Chair and Department of Endocrinology, Medical University of Lublin, Poland
Department of Laboratory Diagnostics, Medical University of Lublin, Poland
Institute of Rural Health in Lublin, Poland
Department of Gynecology and Obstetric, City Hospital in Świdnik, Poland
3rd Chair and Department of Gynecology, Medical University of Lublin, Poland
Ann Agric Environ Med 2014;21(1):143–147
Introduction and objective. Gestational diabetes mellitus (GDM) is a pregnancy complication which increases the risk for maternal and foetal complications during pregnancy, and also significantly increases the cardiovascular risk for women’s health in the postpartum. Current literature provides contradictory information on the role of adiponectin (AdipoQ) in the course of GDM. The aim of the study was to measure AdipoQ concentration in blood of women with GDM and to find correlations between this adipokine and clinical and biochemical parameters of the atherogenic risk. Material and methods.
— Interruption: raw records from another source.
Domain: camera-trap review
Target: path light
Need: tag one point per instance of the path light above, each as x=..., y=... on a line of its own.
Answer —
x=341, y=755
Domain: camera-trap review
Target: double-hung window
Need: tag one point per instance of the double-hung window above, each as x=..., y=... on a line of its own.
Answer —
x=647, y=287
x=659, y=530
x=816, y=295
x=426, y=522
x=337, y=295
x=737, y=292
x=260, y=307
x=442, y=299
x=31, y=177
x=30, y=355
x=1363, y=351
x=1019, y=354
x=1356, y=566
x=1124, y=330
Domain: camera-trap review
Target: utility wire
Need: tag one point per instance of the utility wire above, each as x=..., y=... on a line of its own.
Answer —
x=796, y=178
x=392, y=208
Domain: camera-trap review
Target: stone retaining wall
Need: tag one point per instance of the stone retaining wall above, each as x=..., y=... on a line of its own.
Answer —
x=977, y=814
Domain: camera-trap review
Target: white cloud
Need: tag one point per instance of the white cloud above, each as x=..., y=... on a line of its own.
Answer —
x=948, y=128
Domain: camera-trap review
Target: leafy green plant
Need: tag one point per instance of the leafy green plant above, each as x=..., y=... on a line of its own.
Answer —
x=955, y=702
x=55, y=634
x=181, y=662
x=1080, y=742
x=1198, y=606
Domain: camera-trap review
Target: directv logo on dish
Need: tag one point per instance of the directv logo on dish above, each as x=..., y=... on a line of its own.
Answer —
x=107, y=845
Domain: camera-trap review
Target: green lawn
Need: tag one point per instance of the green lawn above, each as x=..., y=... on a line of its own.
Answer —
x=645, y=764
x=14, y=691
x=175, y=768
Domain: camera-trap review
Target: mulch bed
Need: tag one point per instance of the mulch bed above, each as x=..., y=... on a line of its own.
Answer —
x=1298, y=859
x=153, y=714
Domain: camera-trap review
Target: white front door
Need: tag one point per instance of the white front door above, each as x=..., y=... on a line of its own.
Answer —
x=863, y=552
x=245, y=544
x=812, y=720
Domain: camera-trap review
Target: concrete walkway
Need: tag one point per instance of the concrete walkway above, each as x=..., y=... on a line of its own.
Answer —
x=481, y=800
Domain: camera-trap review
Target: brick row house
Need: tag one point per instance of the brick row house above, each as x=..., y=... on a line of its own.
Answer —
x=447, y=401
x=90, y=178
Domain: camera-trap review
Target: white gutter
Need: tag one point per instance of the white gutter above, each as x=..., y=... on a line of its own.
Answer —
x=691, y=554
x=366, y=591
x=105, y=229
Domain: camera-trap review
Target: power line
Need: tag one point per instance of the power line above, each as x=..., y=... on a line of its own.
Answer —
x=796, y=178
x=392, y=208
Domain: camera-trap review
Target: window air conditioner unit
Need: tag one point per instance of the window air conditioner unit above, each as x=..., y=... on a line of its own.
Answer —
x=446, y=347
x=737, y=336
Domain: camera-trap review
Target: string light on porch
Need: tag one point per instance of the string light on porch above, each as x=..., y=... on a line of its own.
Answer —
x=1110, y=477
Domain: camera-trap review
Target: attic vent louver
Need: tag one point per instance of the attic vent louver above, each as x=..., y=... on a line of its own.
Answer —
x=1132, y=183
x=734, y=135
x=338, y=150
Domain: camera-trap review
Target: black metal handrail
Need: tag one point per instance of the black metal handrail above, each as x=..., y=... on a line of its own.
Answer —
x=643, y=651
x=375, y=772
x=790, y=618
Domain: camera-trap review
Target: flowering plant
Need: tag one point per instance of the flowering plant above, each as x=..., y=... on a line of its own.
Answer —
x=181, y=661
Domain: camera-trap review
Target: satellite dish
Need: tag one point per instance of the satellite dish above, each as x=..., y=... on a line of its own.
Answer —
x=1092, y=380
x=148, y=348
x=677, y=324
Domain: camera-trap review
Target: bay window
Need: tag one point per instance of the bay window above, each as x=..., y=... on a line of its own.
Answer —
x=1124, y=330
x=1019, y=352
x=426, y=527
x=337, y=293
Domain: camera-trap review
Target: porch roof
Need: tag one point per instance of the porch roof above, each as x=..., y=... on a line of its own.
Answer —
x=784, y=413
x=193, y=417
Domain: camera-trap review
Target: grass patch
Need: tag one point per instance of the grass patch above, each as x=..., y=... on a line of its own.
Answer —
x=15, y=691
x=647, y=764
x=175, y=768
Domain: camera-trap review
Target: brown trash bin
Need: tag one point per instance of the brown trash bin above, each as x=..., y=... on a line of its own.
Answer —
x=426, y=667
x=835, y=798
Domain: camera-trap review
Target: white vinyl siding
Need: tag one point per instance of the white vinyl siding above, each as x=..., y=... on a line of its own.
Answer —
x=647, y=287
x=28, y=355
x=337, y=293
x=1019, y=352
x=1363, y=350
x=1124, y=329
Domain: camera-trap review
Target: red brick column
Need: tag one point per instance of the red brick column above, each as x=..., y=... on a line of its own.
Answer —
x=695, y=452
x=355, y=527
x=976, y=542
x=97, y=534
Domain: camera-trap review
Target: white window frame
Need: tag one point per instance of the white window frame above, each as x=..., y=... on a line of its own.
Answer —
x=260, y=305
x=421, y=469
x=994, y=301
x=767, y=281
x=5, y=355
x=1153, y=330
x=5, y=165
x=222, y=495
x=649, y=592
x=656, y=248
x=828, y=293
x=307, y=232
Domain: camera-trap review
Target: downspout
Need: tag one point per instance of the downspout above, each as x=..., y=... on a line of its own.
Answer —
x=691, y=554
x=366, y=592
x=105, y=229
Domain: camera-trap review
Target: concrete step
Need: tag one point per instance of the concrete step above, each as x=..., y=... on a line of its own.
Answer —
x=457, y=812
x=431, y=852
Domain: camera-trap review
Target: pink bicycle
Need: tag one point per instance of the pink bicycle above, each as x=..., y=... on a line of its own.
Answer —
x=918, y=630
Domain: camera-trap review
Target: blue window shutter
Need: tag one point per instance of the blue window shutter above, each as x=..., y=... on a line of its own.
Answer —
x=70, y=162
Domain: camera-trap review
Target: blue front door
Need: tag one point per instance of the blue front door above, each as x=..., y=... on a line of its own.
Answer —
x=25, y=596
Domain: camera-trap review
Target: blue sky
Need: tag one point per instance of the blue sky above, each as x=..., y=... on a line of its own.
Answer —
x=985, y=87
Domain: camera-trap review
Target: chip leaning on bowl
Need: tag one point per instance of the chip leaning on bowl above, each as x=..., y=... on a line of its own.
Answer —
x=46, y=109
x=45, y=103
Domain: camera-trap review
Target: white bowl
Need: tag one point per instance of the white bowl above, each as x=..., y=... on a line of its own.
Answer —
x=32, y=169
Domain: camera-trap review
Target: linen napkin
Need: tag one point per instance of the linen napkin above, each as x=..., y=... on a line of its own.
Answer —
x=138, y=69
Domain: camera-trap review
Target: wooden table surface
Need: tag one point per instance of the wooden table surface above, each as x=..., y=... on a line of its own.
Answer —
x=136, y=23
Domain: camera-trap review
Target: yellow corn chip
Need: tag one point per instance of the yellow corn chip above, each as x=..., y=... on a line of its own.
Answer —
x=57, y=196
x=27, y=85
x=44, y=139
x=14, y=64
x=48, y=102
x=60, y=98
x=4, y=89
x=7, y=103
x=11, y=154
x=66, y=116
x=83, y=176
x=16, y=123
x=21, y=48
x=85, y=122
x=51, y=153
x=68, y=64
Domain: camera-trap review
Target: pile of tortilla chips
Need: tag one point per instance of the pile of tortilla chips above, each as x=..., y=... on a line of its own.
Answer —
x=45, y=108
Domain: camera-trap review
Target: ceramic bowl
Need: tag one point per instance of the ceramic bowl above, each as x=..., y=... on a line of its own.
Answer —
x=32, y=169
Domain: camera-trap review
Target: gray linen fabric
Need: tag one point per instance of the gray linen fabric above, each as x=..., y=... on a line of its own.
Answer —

The GDM group included 50 women diagnosed with GDM between 24 – 28 weeks of gestation who underwent routine prenatal tests for GDM in compliance with the guidelines of the Polish Diabetes Association. All patients underwent clinical and laboratory evaluation at GDM diagnosis. Laboratory tests included serum AdipoQ concentration, fasting glucose and insulin, OGTT, lipid parameters, C-reactive protein and fibrinogen in serum. Results. The GDM group showed significantly elevated fasting glucose, insulin, HOMA-IR values, total cholesterol, LDLcholesterol and triglicerydes as compared with the control group (p<0.05). The atherogenic index, CRP, fibrinogen in women with GDM were significantly higher than in the control group (p<0.05). AdipoQ concentrations did not differ significantly between the groups during gestation (p=0.7054). No correlations, except with the neonatal weight (r= – 0.29, p<0.05), were found between AdipoQ and the studied parameters. Conclusions. Based on the conducted studies, it may be conclude that women with early diagnosed and promptly treated GDM have a normal adiponectin level, although insulin resistant changes and increased cardiovascular risk in basic metabolic parameters are observed. Moreover, adiponectin does not reflect the atherogenic risk in pregnant women with GDM.